As I said, it was an amazing workshop, and I met some lovely people and some asked me really good questions and great conversations happened. It was really cool when someone told me they recognized my name from the article I wrote, - someone had forwarded it to him. Someone else came up to me and said...” Since you’re the one expert here, what do you think of the workshop?” I smiled and said, “Awe, thanks”. I told her the workshop was great, and everything the facilitator was saying was right on, and that it was good to learn the science behind the condition. I now have a better understanding physiologically what was happening in my body and brain when I was switching, memory lapses etc., I now understand. And I also realized how far I had come. That is pretty amazing, and powerful.
One morning following the workshop I was going for a walk through the woods and I was thinking of how far I have come in this healing journey of mine. I thought back to the days before I was diagnosed and thought I was crazy, losing my mind and at times, wondered if I had early onset Alzheimer’s. I wondered why other people could seem to function and remember appointments, to pay bills, etc. and I couldn’t. I wondered if life would ever get better, or even if there was a “better.” Those were some dark days. During those days I could never imagine I would be where I am now, doing what I am doing, and being able to walk into a room full of strangers, all professionals, and not only feel confident about who I am and what I know, but believe, and know in my bones that I have something to offer.
It took a long time to get here, a lot of work, a lot of tears, a lot of support. There were many moments of doubt, and I know I will still have those moments now and then. I know I will have good days, and not so good days, but during those not so good days, I know it will get better.
I also know that I am here, not because of giant leaps, but because of thousands and thousands of baby steps, some so small they were microscopic.
Sometimes we can become overwhelmed by the enormity of a task, I know I do. Things can seem so big that it just overwhelms us and we don’t know where to start.

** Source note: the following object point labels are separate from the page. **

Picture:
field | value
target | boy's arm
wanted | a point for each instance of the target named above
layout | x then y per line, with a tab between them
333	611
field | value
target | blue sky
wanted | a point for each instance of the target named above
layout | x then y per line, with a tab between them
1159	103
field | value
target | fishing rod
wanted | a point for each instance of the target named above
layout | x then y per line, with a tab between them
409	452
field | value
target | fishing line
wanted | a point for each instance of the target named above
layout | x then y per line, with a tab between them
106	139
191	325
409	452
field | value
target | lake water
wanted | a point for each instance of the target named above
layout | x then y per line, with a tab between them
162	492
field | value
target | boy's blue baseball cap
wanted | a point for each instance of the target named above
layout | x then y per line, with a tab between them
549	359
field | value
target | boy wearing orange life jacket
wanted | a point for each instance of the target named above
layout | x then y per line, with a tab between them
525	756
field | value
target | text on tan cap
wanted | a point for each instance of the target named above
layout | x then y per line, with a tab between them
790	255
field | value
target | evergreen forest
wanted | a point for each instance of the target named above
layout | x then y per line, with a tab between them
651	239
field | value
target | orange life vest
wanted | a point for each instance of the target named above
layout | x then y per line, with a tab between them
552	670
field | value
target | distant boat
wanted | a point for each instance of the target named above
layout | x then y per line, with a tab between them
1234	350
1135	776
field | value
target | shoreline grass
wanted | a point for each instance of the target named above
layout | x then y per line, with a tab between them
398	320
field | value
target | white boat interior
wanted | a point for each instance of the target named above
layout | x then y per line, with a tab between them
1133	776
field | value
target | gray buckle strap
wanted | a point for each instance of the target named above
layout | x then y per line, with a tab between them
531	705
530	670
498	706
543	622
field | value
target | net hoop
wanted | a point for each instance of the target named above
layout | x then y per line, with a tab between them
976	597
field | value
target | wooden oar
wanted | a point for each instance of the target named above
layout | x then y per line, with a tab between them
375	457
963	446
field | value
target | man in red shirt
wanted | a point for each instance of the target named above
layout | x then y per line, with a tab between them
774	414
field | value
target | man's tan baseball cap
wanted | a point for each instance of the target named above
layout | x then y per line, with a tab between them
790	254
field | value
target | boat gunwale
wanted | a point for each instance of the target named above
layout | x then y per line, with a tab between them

I want to tell you that things change when we make little steps. Sometimes, when we are struggling we can’t seem to make a full step, I understand that so well. When those times arrive, do baby, or micro steps. What is a micro step you may ask? If you are breathing, that is a micro step forward!
The steps don’t need to be huge, because many little steps add up.
NASA did not decide to land a man on the moon, then do it. It took many years and many steps, and a lot of support to get there. I didn’t get where I am, and develop the ability to do what I can now do because I thought of it. It took many years, many steps, and a lot of support. But, like landing the man on the moon, being where I am today is also pretty frigging amazing!
Those are my thoughts for today, may you be kind to yourself during this journey we call life.